HONOURED – Red Deer College graduate Rachel Peacock recently received the Fred Sherratt Award in recognition of her talent as a musician.

RDC musician earns national scholarship for talents

Rachel Peacock, flautist and harpist, continues to perfect her skills

  • Aug. 19, 2015 2:39 p.m.

A Red Deer College graduate was recently honoured with a trip to Toronto and a scholarship for her outstanding talent as a musician.

Rachel Peacock is a flautist and harpist originally from Rimbey. She recently completed a diploma of music at RDC and participated in the Chamber Choir, flute ensemble and Symphonic Winds. She was nominated by staff to receive the national honour of a Fred Sherratt Award.

“It was a real honour to be nominated and I was pretty thrilled about receiving the award,” Peacock said.

The awards are presented through MusiCounts, a music education charity. They offer a number of scholarships in a variety of categories to promote music education throughout the country.
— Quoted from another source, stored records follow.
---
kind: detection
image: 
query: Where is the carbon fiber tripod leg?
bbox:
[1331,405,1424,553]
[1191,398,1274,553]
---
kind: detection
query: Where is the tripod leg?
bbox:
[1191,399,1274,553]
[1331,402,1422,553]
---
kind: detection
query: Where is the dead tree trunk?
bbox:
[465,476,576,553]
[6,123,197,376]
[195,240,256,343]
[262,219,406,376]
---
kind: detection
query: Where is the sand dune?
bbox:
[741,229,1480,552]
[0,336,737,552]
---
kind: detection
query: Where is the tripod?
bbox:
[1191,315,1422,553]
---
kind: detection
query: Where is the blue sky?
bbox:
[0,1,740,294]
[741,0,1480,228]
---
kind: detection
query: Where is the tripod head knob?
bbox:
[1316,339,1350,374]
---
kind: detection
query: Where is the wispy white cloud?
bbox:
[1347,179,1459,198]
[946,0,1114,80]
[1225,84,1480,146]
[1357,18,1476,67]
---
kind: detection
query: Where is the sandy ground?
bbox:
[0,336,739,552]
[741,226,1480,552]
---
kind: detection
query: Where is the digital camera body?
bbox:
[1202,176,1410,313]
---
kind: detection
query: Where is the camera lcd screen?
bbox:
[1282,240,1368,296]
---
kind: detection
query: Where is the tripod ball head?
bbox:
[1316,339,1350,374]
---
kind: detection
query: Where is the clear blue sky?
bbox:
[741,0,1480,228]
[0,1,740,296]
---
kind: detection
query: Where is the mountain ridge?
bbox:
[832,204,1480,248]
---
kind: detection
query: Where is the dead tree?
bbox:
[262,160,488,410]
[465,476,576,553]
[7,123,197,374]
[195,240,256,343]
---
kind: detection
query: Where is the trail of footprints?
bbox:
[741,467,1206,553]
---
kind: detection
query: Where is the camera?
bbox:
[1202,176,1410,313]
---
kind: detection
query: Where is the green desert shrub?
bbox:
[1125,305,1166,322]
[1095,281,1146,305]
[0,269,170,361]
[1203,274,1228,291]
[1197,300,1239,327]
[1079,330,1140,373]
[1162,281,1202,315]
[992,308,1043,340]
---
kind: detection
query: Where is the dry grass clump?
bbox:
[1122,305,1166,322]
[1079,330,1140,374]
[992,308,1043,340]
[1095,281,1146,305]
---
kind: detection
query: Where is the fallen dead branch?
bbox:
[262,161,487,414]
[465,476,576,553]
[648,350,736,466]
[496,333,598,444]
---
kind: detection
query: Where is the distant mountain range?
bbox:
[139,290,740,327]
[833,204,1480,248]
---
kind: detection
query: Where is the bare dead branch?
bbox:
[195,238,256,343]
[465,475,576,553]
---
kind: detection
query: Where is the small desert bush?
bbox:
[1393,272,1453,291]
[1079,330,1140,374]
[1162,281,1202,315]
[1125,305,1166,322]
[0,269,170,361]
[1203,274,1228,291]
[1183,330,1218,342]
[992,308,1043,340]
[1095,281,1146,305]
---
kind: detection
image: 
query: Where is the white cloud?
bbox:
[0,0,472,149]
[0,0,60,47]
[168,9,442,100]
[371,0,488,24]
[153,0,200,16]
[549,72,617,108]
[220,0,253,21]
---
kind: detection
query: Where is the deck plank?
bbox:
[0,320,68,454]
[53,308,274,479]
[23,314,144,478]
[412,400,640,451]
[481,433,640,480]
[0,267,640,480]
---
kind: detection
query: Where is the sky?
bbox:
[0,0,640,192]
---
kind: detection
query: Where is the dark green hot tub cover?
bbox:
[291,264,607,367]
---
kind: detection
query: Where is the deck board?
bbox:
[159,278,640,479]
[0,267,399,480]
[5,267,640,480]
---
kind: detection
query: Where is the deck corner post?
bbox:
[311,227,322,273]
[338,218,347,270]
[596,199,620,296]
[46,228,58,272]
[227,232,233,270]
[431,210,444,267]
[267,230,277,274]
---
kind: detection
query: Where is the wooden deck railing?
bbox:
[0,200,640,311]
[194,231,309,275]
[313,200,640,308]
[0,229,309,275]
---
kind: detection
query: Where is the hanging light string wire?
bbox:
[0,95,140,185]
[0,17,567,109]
The Fred Sherratt Award consists of a $2,500 scholarship and a trip to Toronto for an awards ceremony as well as tours of the Bell Media headquarters and the Universal Music Canada facility.

“The trip was really amazing. They had it very well organized. They flew all the recipients out and put us up for two nights in Toronto. We had a couple tours, but I think the highlight for me was being able to talk with a couple of professional women from the music industry,” Peacock said.

“I was able to visit with them and it was great to be able to talk to them about their experiences in a primarily male work environment. Out of the 12 recipients, I was the only woman who was there so I felt a bit of a kinship to these other woman.

“Meeting the other recipients was also really great. They were all very talented, focused people and it was interesting to hear what they were about.”

Peacock will transfer to York University in Toronto this fall to pursue a Bachelor of Arts in music. The scholarship she received through the award will help to fund her educational fees. She is engaged in a variety of instruments but said her love of the flute has taken much of her focus in recent years.

“I’ve been focusing on the flute for the past few years, particularly classical flute. One of the things that keeps me excited about it is being able to work on repertoire that is specific to that instrument. It’s so rich with history,” she said.

“Several of the pieces I play are up to 400 years old. I think it’s an amazing way to connect with music that’s been around for that long.”

She said it is an honour to be able to play pieces written by great musicians because it allows her to feel connected to their ideas and the music.

Currently, Peacock is continuing her involvement with the Rosebud Theatre Company. She has been involved with them for five seasons as a musician and actor, and was a graduate of the Rosedale School of Arts before attending RDC.

“Performing requires being engaged physically, mentally and creatively all at the same time. In some ways, it almost feels a bit like being an athlete in that I’m working towards perfection over and over and over. It’s not just about doing it well one time,” she said.

“Right now, I’m playing in the Wizard of Oz at Rosebud Theatre, and I think we’ve completed 62 shows out of about 90 that will happen over the summer. That’s a prime example of doing it well night after night.”

In addition to her duties with the Rosebud Theatre, Peacock also performs as a soloist throughout the province and as half of a harp-flute duo with her sister.

“When I work collaboratively, there is so much going on. You sort of have two minds going at the piece. Because my sister and I have played together for many years now, we’re pretty good at reading each other in the moment. We’re good at making really educated guesses at what the other person will do – how many repeats we’ll make or things that come from playing with a person a lot. That’s really part of the fun – crafting something together that has an element of spontaneity to it,” she said.

“I think that’s one thing I love about playing with other people – you’re building something together in a non-verbal way. It’s a really cool way to connect with music and with other people. It can be hard to establish, but once you have it established it’s pretty magical.”

Peacock said she would fill up her time this summer with writing some music for her Celtic harp and finishing up a collaborative Christmas album that is to be released this year. As well, she will continue to write and arrange music for a choir in Rosebud.

Peacock was one of 12 students to receive the scholarship. She was one of two recipients in the province, the other being Phillip Gosselin from Banff. MusiCounts created the scholarship in 2008 in honour of iconic Canadian broadcaster Fred Sherratt.